In advising a private company like Twitter, the FBI has in effect turned the platform into an agent of the government, which Gingrich said is not only “clearly unconstitutional” but also troubling on many other fronts.

“When you start giving people this kind of power, you don’t know what’s going to motivate them or what particular things they are going to think should be censored,” he said.

‘It’s All Got to Be Uncovered’

Ruskin, like Gingrich, wants to see a thorough investigation to shed light on the questions that Twitter’s internal files have raised.

The congressional oversight committee and judiciary committee, he said, should hold hearings on who at the FBI and DHS are responsible for such activities.

But aside from that, options he sees include an investigation from the Office of Inspector General and the government oversight division that reviewed the alleged Trump-Russia collusion.

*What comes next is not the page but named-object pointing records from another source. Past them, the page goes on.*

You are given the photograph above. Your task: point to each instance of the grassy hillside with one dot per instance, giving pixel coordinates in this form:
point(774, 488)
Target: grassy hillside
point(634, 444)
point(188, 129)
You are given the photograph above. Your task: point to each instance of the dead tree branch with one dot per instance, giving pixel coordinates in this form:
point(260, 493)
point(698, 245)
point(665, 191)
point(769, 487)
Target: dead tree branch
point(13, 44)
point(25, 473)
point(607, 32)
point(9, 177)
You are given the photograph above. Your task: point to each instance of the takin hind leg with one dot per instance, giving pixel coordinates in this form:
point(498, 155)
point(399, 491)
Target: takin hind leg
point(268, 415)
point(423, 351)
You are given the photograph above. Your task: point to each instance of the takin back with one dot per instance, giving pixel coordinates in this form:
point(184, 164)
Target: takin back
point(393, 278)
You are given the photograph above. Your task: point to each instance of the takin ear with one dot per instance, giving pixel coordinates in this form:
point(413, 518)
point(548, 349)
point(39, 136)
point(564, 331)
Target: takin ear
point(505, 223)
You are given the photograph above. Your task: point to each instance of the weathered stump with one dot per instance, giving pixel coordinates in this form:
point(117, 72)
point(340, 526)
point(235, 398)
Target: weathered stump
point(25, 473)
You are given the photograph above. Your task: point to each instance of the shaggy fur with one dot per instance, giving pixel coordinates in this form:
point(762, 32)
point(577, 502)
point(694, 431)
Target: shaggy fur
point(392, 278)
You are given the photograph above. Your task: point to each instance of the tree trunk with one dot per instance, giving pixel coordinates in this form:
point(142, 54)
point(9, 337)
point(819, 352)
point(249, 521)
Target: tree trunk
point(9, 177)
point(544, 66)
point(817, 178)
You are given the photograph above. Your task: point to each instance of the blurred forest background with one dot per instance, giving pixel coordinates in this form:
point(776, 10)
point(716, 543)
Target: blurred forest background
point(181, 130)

This is also where a special counsel could come in to examine “all the communications between social media and government agencies” for potential wrongdoing, Ruskin said.

“This is exactly what the Special Counsel is designed for because if there’s all this communication between the Bureau and Twitter and other social media, it’s all got to be uncovered and examined to see what other agencies were doing this, what specifically was the content of all the communications, and who authorized it, and whether it’s legal or not legal.”

Republicans will likely take measures to address the revelations from the “Twitter Files.”

‘Not Based on Intelligence’

Rep. Mike Turner (R-Ohio), the incoming chairman of the House Intelligence Committee, has already indicated plans to subpoena the agency.

“We certainly intend to pursue subpoena power to expose the extent to which the FBI has been doing this,” he told Fox News on Sunday.

“The FBI had, under the cover of saying they were pursuing foreign malign influence, really exploded into activities that involved engaging with mainstream media and social media, and really impacting what is the normal debate of democracy,” Turner said. “What’s really troubling here, in my opinion, is this is not based on intelligence.”

The FBI has claimed that it “regularly engages with private sector entities to provide information specific to identified foreign malign influence actors’ subversive, undeclared, covert, or criminal activities” but leaves it up to the entities themselves as to what actions they take—the same statement it gave to the media when it came to light that the FBI had warned Twitter of a “hack-and-leak operation involving Hunter Biden” ahead of the 2020 presidential election.

Ruskin finds such an answer “disingenuous.”

“It’s not like they found individuals involved in criminal activity. What they say may be more appropriate if they were notifying a company that there’s fraud going on inside the company,” he said. But what happened is “more like, ‘Oh, we’ve identified people who may have violated your content restrictions,’ wink, wink, nod, nod,” he said. “It looks more like a pretext. Why is it that they’re looking at these people’s accounts in the first place?”

There’s “the appearance of overreach,” Ruskin said, adding that he wants to avoid drawing an immediate conclusion, which he believes would be making the same mistake leftists often do.

“Neither side likes it when they’re convicted before trial,” he said.